Schnitzer Steel Industries reported a loss of $7.8 million for the fiscal first quarter, compared to a loss of $34.4 million for the same time last year. Revenue for the quarter was $394.3 million, a decrease of 17 percent from the same time last year.

"This is our second consecutive quarter of profitability from continuing operations, and it marks an improvement in our results on a year-over-year basis," says Tamara Lundgren, president and CEO of the company. "As we look across our global markets, we are seeing stronger and more broad-based demand than we saw at this time last year. Sequential margins improved in both our Metals Recycling and Auto Parts Businesses, where we continue investing in projects and acquisitions to enhance our competitive advantages."

The company’s metals recycling business generated operating income of $16 million for the quarter, compared with a loss in the prior year.

“We saw significant price volatility throughout the course of the quarter with strengthening prices toward the end of November,” says Lundgren. “Although sales volumes were lower compared  with the fourth quarter, our raw material purchases were at comparable levels, which allowed us to build inventories to meet the expected rebound in sales volumes and prices in the coming quarter.”

Sales volumes in the quarter declined as expected and were slightly lower than last year’s first quarter.
Ferrous scrap prices started rising toward the end of the quarter after a sharp drop in late October and early November. The increase reflected strengthening demand, particularly in the export markets. Nonferrous prices also strengthened during the quarter.
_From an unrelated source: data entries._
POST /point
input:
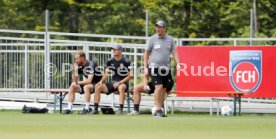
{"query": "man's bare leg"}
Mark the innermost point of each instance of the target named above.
(97, 96)
(122, 91)
(87, 94)
(158, 96)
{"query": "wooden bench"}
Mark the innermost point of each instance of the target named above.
(59, 94)
(235, 95)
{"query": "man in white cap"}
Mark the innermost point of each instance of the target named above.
(157, 63)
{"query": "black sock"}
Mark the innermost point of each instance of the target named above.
(136, 107)
(96, 105)
(121, 106)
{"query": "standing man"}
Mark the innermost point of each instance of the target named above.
(119, 66)
(147, 87)
(157, 62)
(90, 70)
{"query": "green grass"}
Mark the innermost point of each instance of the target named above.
(15, 125)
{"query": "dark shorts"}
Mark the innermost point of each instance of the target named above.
(82, 90)
(168, 87)
(111, 89)
(161, 76)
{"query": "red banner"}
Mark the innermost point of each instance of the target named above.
(222, 68)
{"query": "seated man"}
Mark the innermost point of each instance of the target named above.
(90, 70)
(147, 88)
(120, 68)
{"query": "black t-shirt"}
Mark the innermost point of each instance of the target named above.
(91, 68)
(119, 69)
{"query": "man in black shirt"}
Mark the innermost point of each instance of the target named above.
(89, 69)
(119, 67)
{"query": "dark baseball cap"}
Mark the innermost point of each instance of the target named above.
(161, 23)
(117, 47)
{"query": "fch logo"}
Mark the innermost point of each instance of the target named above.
(245, 70)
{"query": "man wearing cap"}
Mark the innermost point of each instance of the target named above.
(119, 66)
(157, 63)
(89, 69)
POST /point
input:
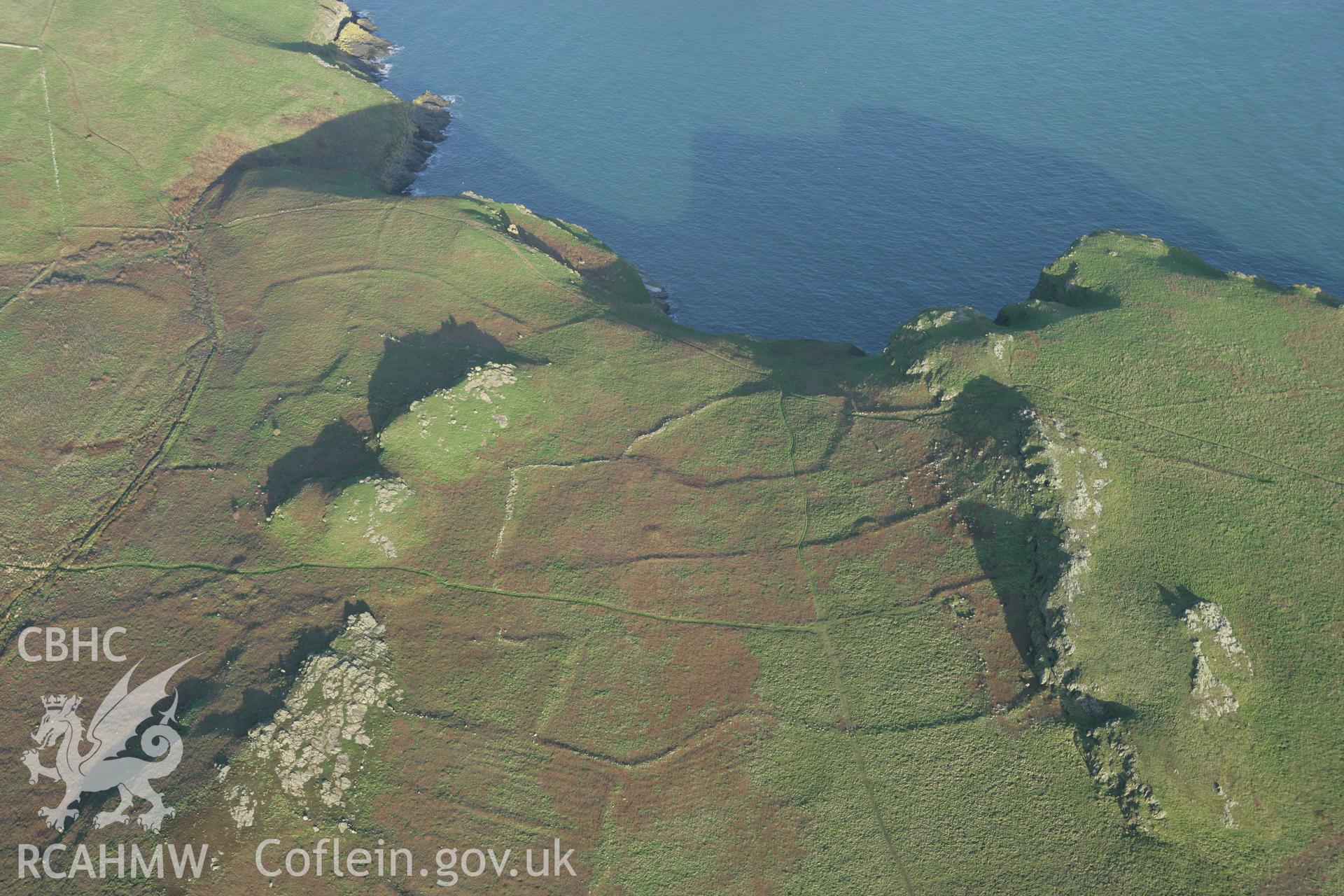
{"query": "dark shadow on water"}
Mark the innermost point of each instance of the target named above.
(847, 235)
(414, 365)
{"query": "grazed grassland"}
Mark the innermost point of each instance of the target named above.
(723, 614)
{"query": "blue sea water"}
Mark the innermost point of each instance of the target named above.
(797, 168)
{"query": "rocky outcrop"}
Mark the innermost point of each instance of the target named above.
(314, 746)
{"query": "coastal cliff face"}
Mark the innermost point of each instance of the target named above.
(451, 514)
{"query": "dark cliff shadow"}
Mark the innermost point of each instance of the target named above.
(895, 214)
(892, 216)
(410, 368)
(339, 453)
(414, 365)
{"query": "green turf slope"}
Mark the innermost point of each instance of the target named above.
(1042, 605)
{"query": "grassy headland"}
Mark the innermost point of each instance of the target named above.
(1042, 603)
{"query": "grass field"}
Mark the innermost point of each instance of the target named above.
(1047, 603)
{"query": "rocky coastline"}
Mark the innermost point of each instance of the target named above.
(353, 41)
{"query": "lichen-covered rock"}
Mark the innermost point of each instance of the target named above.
(309, 743)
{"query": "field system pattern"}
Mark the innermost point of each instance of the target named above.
(723, 614)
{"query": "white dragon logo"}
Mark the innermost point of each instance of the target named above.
(101, 767)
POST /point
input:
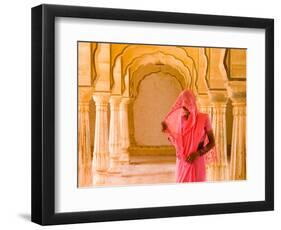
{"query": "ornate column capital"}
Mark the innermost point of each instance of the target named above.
(83, 107)
(101, 98)
(237, 91)
(115, 100)
(218, 96)
(204, 100)
(126, 100)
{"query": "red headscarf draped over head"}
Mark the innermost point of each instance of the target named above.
(175, 117)
(187, 133)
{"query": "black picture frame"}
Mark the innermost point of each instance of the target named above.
(43, 114)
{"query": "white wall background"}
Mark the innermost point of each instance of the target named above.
(15, 119)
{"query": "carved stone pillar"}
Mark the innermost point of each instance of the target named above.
(114, 134)
(84, 148)
(237, 93)
(205, 104)
(101, 151)
(124, 130)
(219, 102)
(206, 107)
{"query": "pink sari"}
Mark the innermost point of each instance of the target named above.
(187, 135)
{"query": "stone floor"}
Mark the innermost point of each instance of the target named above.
(144, 170)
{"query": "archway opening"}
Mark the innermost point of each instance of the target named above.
(156, 93)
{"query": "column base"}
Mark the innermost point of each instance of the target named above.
(124, 158)
(217, 172)
(114, 166)
(99, 178)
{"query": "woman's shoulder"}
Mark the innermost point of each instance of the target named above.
(203, 115)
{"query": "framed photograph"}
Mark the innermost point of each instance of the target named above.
(148, 114)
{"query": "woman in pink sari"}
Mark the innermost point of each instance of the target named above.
(191, 133)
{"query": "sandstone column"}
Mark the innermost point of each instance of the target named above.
(84, 148)
(101, 151)
(237, 92)
(219, 101)
(114, 134)
(124, 130)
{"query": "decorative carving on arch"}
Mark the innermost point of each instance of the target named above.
(158, 59)
(134, 51)
(144, 71)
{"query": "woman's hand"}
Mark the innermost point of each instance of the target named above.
(192, 156)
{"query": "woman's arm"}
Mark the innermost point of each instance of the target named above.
(210, 145)
(202, 149)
Looking forward, the company feels ferrous sales volumes should improve due to improving market activity and higher beginning inventories available for sale. Ferrous sales volumes should increase 40 to 50 percent over the levels in the first quarter, primarily resulting from higher export sales. Nonferrous sales volumes should remain steady with first quarter numbers.

Ferrous scrap prices for shipments have been rising in recent weeks. On average, ferrous net selling prices in the second quarter are expected to rise slightly compared with the first quarter of fiscal 2010. Nonferrous markets also are improving, which is expected to support higher prices for nonferrous metals compared with the first quarter.
The flow of raw materials is expected to be impacted by normal seasonal declines heading into the winter months. As a result, raw material purchase costs are expected to increase. However, the rising sales price environment and increased sales volumes are expected to more than offset the purchase cost increases.
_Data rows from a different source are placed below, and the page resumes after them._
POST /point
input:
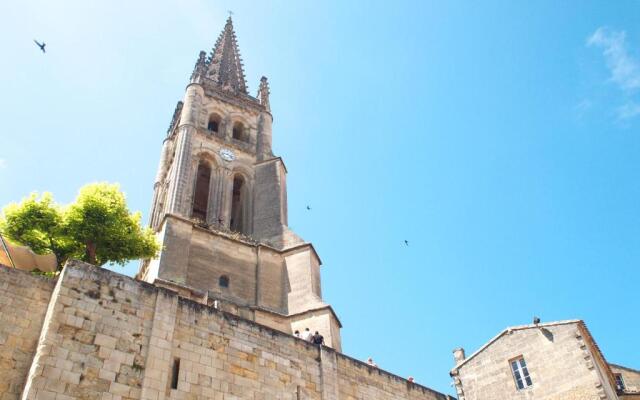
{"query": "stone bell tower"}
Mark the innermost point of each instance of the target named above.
(220, 205)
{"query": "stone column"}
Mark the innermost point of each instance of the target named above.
(181, 176)
(263, 147)
(213, 205)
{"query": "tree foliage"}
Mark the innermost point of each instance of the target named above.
(97, 228)
(100, 221)
(37, 222)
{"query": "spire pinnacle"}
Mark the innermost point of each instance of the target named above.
(225, 63)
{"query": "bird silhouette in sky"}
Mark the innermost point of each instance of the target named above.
(41, 45)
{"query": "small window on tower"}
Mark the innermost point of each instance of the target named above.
(214, 123)
(239, 132)
(520, 373)
(619, 382)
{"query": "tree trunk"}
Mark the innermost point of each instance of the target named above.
(90, 253)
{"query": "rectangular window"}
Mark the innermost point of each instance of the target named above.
(175, 372)
(521, 373)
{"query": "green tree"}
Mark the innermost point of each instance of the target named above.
(100, 223)
(97, 228)
(37, 222)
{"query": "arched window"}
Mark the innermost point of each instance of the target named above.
(240, 132)
(214, 123)
(201, 194)
(237, 204)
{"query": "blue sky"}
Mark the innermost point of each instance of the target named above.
(501, 139)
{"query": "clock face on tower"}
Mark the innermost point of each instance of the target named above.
(227, 154)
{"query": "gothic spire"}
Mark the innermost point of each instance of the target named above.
(225, 64)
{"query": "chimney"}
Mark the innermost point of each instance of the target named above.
(458, 355)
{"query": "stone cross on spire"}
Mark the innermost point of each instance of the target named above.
(225, 64)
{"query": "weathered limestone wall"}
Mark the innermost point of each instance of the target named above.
(358, 380)
(23, 303)
(107, 336)
(560, 364)
(630, 377)
(95, 337)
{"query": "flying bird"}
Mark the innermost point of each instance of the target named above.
(41, 45)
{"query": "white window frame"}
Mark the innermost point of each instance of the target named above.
(518, 365)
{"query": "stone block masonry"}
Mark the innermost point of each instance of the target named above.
(96, 334)
(23, 304)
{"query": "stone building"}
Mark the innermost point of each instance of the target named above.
(212, 316)
(545, 361)
(220, 206)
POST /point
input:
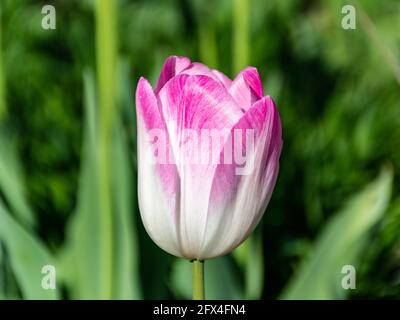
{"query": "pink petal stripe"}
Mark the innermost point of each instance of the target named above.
(246, 89)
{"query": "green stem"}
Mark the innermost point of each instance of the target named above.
(241, 33)
(2, 91)
(198, 280)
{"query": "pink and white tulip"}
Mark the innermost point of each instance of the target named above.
(196, 209)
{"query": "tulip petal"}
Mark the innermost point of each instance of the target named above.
(172, 67)
(246, 89)
(155, 179)
(232, 219)
(196, 103)
(197, 68)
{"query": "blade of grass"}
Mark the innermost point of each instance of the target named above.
(27, 257)
(11, 182)
(241, 34)
(2, 91)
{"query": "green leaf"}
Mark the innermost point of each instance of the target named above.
(221, 280)
(81, 258)
(27, 257)
(11, 182)
(341, 243)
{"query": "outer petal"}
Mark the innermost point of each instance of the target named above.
(196, 103)
(155, 181)
(232, 219)
(247, 88)
(172, 66)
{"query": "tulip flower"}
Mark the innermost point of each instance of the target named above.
(208, 158)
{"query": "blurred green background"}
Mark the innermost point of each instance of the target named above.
(68, 146)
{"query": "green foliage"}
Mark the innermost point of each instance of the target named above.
(68, 146)
(27, 258)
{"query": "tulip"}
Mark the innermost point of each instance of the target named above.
(197, 199)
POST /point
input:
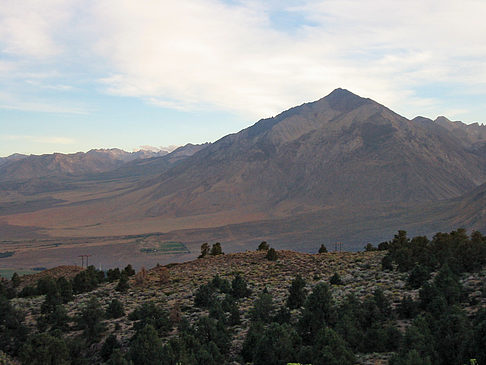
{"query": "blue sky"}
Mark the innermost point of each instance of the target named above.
(82, 74)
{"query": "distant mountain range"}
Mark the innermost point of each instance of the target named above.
(340, 168)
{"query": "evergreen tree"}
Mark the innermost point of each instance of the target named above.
(12, 329)
(330, 349)
(151, 314)
(146, 347)
(123, 285)
(129, 270)
(204, 250)
(418, 276)
(263, 246)
(15, 280)
(336, 279)
(239, 287)
(297, 293)
(111, 343)
(216, 249)
(65, 289)
(113, 275)
(263, 308)
(90, 320)
(115, 309)
(41, 349)
(279, 344)
(317, 313)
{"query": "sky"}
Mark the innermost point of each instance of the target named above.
(83, 74)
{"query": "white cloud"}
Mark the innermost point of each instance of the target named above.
(197, 53)
(208, 54)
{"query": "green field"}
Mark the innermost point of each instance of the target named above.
(165, 248)
(7, 273)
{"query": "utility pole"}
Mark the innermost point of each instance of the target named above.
(82, 260)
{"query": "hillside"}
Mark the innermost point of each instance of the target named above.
(342, 168)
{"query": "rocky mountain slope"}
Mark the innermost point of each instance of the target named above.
(58, 164)
(340, 168)
(340, 150)
(174, 288)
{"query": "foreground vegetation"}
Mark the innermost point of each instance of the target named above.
(407, 301)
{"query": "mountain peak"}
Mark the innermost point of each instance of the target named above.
(344, 100)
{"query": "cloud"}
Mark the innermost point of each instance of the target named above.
(197, 53)
(38, 104)
(247, 57)
(39, 139)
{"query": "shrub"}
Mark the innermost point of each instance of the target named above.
(216, 249)
(263, 246)
(123, 285)
(271, 255)
(239, 287)
(336, 279)
(297, 293)
(115, 309)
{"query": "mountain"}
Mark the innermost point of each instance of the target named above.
(342, 168)
(341, 150)
(472, 134)
(152, 166)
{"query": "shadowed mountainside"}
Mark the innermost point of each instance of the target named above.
(340, 168)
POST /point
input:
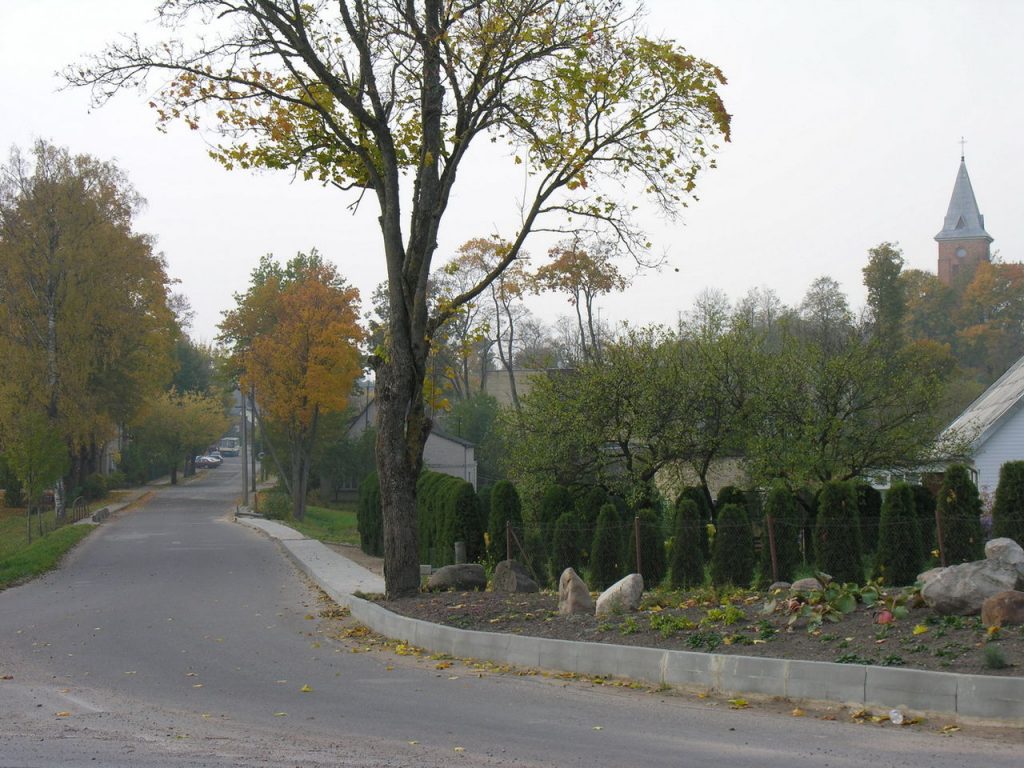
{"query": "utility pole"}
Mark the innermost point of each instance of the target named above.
(245, 453)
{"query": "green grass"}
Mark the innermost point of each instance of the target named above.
(332, 525)
(20, 560)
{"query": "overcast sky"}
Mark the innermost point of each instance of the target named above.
(847, 120)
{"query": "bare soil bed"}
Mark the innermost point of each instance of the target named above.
(707, 622)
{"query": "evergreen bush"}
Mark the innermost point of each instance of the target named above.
(606, 550)
(505, 508)
(898, 560)
(705, 509)
(958, 512)
(869, 509)
(686, 568)
(732, 553)
(1008, 512)
(783, 511)
(837, 534)
(924, 508)
(652, 564)
(369, 518)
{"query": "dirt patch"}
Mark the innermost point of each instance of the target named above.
(738, 624)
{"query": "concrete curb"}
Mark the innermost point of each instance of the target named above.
(967, 697)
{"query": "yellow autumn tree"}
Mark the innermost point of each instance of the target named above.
(295, 341)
For its auto parts business, Schnitzer noted that the division recorded its fourth consecutive sequential increase in operating income from continuing operations.

In discussion, Lundgren notes that the acquisitions in both the Pacific Northwest and the Dallas-Fort Worth, Tex., area should boost the company’s business and complement the company’s metals recycling business.
Operating margins for the auto parts business increased due to improved parts sales and core and scrap prices, which increased at a greater rate than the cost of scrapped vehicles.

“The Auto Parts Business had a strong quarter, reporting record first quarter operating income. The business benefitted from improvements in commodity prices and parts sales and increases in the purchases of scrapped vehicles from the Cash-for-Clunkers program,” says Lundgren.

The Steel Manufacturing Business continued to be impacted by weak demand for finished steel products in its West Coast markets.

“As expected, first quarter sales volumes declined quarter-over-quarter as customers completed the inventory restocking that we saw in the fourth quarter of fiscal 2009. In addition, the competitive pressures of the weak markets did not permit us to pass through increases in raw material costs in the form of higher prices. This, along with reduced production volumes, resulted in negative operating margins,” sayd Lundgren. “In light of the weak demand, we continue to reduce our operating costs. We believe that, with our reputation for high-quality finished steel products, the mill remains well-positioned to benefit when demand increases from government-funded infrastructure spending and a general pick-up in economic activity.”

The average net sales prices for finished steel declined 40 percent, compared with the same time last year. This drove a 30 percent decline in revenues compared with last year’s first quarter. Prices saw only modest changes from the fourth quarter of fiscal 2009.

Looking toward the second quarter of the year, Schnitzer forecasts that the weak demand experienced through last year should result in a decline in finished steel sales volumes of 20 percent from the volumes in the first quarter of 2010.

As a result of higher costs for raw materials, average net selling prices are expected to rise during the quarter despite continued weak demand for long products in the West Coast markets.

Second quarter margins are expected to improve from the margins achieved in the first quarter due to the impact of higher sales prices and continued cost containment actions, but to remain negative.